Le procureur du Faso près le Tribunal de grande instance de Ouagadougou, Bakouli Blaise Bazié, accompagné de Bantida Samire YONI, commandant de la Brigade centrale de lutte contre la cybercriminalité (BCLCC), a animé le 22 mai 2026 un point de presse consacré à la recrudescence des discours haineux, des appels à la violence et des infractions commises sur les réseaux sociaux.
Au cours de cette rencontre avec la presse, les autorités judiciaires et sécuritaires ont exprimé leur vive inquiétude face à l’utilisation abusive des plateformes numériques telles que Facebook, TikTok et WhatsApp pour diffuser des contenus de nature à troubler l’ordre public et à fragiliser la cohésion sociale.
D’entrée de jeu, le procureur du Faso a rappelé le contexte sécuritaire difficile que traverse le Burkina Faso depuis plusieurs années. Selon lui, dans une période marquée par la lutte contre le terrorisme, les discours haineux et les appels à la violence constituent une menace sérieuse pour la stabilité nationale. « La préservation de la cohésion sociale, du vivre-ensemble, de l’unité nationale et de la paix constitue une responsabilité collective et un impératif pour la stabilité du pays », a déclaré Bakouli Blaise Bazié.

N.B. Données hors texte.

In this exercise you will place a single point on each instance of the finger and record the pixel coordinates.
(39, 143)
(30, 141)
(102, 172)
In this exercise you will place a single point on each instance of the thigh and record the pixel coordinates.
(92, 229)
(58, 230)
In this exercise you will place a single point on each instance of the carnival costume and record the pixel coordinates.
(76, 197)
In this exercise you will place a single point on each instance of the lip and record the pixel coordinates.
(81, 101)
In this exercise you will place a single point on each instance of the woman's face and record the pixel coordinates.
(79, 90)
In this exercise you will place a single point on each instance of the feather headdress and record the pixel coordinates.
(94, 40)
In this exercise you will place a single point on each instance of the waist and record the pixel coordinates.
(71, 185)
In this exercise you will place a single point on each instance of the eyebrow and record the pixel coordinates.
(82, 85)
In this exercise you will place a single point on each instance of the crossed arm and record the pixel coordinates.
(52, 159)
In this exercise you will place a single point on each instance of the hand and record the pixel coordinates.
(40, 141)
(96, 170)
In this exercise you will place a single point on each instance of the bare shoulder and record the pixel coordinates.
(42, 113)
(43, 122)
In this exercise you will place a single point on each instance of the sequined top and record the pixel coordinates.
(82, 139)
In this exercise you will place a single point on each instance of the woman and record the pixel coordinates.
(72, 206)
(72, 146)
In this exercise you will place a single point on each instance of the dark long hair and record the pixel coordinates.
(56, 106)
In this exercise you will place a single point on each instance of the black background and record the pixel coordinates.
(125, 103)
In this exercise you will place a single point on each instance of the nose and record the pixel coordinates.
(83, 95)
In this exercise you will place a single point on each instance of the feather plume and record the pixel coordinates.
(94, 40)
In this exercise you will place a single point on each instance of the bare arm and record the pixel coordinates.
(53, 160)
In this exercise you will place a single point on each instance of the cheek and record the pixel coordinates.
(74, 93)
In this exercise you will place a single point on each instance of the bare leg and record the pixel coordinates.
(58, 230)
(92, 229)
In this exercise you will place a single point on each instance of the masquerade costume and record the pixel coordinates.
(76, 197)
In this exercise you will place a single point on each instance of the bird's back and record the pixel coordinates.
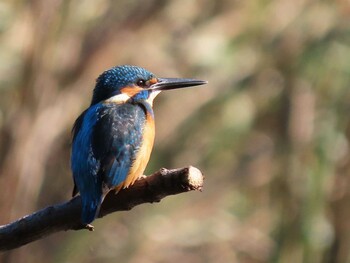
(116, 141)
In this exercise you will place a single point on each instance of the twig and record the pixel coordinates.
(66, 216)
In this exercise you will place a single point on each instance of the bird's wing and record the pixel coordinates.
(116, 138)
(85, 165)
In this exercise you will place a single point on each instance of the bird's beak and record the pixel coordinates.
(175, 83)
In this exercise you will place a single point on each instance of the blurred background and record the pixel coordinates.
(270, 131)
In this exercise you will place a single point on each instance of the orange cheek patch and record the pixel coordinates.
(131, 91)
(153, 81)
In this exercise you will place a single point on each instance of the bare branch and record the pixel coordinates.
(66, 216)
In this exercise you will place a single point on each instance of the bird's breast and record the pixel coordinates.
(144, 152)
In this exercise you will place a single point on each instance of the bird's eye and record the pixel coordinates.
(141, 83)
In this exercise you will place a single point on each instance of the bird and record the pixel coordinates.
(113, 138)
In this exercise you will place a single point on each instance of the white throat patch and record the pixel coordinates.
(120, 98)
(152, 96)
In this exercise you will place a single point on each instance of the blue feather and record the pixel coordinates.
(106, 140)
(85, 166)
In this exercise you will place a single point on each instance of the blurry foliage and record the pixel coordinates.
(270, 131)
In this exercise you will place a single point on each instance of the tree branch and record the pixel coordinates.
(66, 216)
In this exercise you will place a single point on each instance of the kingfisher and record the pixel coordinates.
(113, 138)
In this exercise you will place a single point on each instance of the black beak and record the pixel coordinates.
(175, 83)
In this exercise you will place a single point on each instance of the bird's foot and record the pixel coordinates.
(89, 227)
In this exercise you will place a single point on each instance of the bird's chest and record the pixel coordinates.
(143, 154)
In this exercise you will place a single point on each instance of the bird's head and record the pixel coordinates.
(130, 83)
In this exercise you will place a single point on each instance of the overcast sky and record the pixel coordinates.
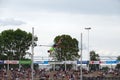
(56, 17)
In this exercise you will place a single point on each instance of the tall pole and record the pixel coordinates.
(81, 59)
(32, 54)
(88, 47)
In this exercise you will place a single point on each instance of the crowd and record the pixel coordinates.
(44, 74)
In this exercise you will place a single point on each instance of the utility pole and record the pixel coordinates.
(32, 54)
(81, 59)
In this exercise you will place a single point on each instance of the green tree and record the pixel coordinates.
(14, 44)
(94, 57)
(66, 48)
(118, 65)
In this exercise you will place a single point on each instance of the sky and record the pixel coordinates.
(51, 18)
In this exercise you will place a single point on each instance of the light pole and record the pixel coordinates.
(81, 59)
(88, 46)
(32, 50)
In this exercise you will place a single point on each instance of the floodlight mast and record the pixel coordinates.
(88, 29)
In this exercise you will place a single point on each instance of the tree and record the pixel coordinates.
(94, 57)
(118, 65)
(66, 48)
(14, 44)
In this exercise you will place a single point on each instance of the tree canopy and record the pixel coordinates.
(14, 44)
(66, 48)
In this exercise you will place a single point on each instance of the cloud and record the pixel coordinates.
(11, 22)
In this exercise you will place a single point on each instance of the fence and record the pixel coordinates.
(101, 78)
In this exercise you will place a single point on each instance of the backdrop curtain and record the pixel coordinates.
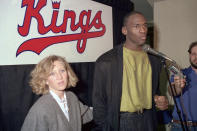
(16, 97)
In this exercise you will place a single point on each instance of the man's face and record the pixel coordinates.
(135, 29)
(193, 57)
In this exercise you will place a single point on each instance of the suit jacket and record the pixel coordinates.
(107, 89)
(46, 115)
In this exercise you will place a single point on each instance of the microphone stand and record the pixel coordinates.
(173, 95)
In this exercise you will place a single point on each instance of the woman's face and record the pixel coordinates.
(58, 78)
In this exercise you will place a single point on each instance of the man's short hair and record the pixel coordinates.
(125, 19)
(191, 46)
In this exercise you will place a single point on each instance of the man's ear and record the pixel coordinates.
(124, 30)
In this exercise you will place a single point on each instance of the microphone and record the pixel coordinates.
(147, 48)
(173, 67)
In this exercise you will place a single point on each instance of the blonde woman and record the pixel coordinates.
(57, 109)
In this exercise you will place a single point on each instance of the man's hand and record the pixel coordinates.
(179, 82)
(161, 102)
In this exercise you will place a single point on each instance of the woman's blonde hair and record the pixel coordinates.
(41, 72)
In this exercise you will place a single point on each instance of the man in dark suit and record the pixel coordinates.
(126, 83)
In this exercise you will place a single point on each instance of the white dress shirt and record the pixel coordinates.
(62, 103)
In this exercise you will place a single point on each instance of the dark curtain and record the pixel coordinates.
(16, 96)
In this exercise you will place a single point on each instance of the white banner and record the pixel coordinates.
(79, 30)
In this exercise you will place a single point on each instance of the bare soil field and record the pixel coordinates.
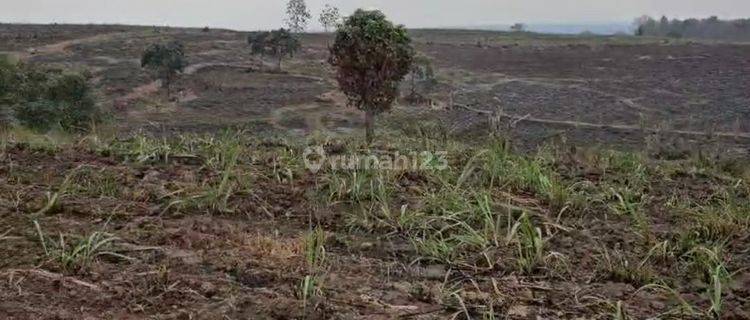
(178, 219)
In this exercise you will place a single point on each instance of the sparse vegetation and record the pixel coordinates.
(297, 15)
(329, 17)
(165, 60)
(278, 43)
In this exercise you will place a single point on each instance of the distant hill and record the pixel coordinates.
(564, 28)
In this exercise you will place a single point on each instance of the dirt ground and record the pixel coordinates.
(174, 261)
(627, 85)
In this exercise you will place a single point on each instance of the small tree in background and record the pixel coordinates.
(278, 43)
(329, 17)
(421, 72)
(518, 27)
(165, 60)
(297, 15)
(371, 56)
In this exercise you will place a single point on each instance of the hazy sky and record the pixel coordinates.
(260, 14)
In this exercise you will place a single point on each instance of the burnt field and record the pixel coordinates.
(619, 89)
(587, 178)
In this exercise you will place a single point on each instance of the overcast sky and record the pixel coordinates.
(264, 14)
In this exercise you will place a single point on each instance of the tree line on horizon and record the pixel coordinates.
(708, 28)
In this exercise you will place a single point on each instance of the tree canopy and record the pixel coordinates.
(166, 60)
(329, 17)
(297, 15)
(277, 43)
(371, 56)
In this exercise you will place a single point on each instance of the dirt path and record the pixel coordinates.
(62, 46)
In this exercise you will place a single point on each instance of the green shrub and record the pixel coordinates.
(43, 99)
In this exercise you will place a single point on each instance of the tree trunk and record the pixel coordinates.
(369, 126)
(168, 85)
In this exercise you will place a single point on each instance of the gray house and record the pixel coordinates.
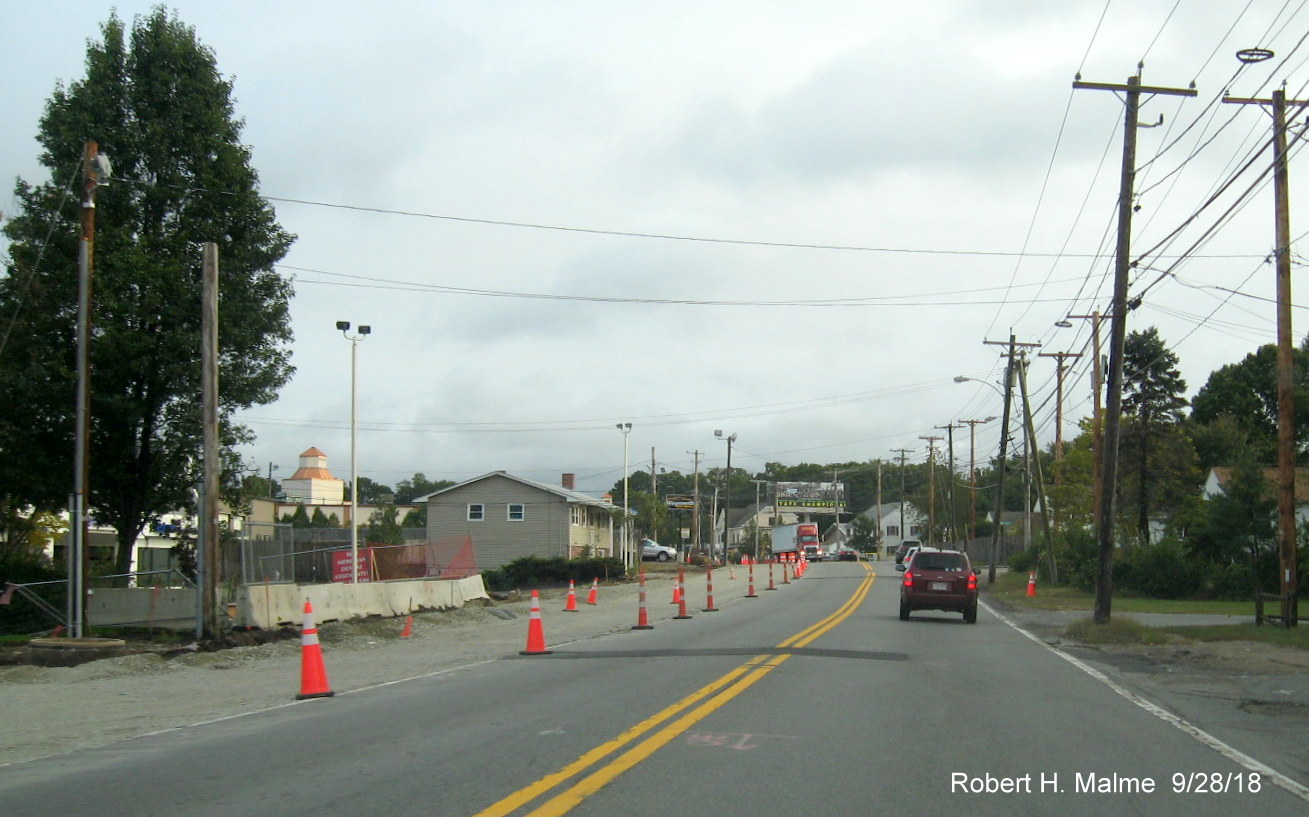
(508, 517)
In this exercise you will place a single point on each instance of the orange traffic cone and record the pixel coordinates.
(643, 619)
(313, 674)
(708, 579)
(536, 630)
(681, 595)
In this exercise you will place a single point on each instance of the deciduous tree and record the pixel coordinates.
(156, 104)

Le procureur a dénoncé des comportements qu’il qualifie de dangereux, notamment la diffusion de messages injurieux, d’incitations à la haine, de contenus à caractère religieux conflictuel et d’appels à la révolte sur les réseaux sociaux. « L’espace numérique n’est pas une zone de non-droit », a-t-il martelé, avant de préciser que « les réseaux sociaux ne sauraient être utilisés comme des instruments de manipulation, de désinformation, de radicalisation ou de violences verbales ».
S’appuyant sur plusieurs dispositions du Code pénal burkinabè, notamment l’article 322-4, le procureur du Faso a rappelé que les auteurs de discours publics justifiant la haine ou la violence s’exposent à de lourdes sanctions pénales.
Selon les chiffres communiqués au cours du point de presse, quatorze personnes ont déjà été interpellées au cours du premier trimestre de l’année 2026 pour des faits liés à l’incitation à la haine, aux atteintes à l’ordre public et à la diffusion de propos conflictuels sur les plateformes numériques.
Dans le détail, huit personnes ont été condamnées à des peines de travaux d’intérêt général, quatre autres ont bénéficié d’une médiation pénale assortie d’amendes, tandis que deux individus ont écopé de peines d’emprisonnement ferme.
L’une des condamnations les plus lourdes concerne une peine de cinq ans de prison pour incitation à la commission d’un meurtre. « Plus d’une cinquantaine d’individus font actuellement l’objet de recherches. Une fois retrouvés, ils seront interpellés, jugés et condamnés avec toute la rigueur qui sied », a prévenu Bakouli Blaise Bazié.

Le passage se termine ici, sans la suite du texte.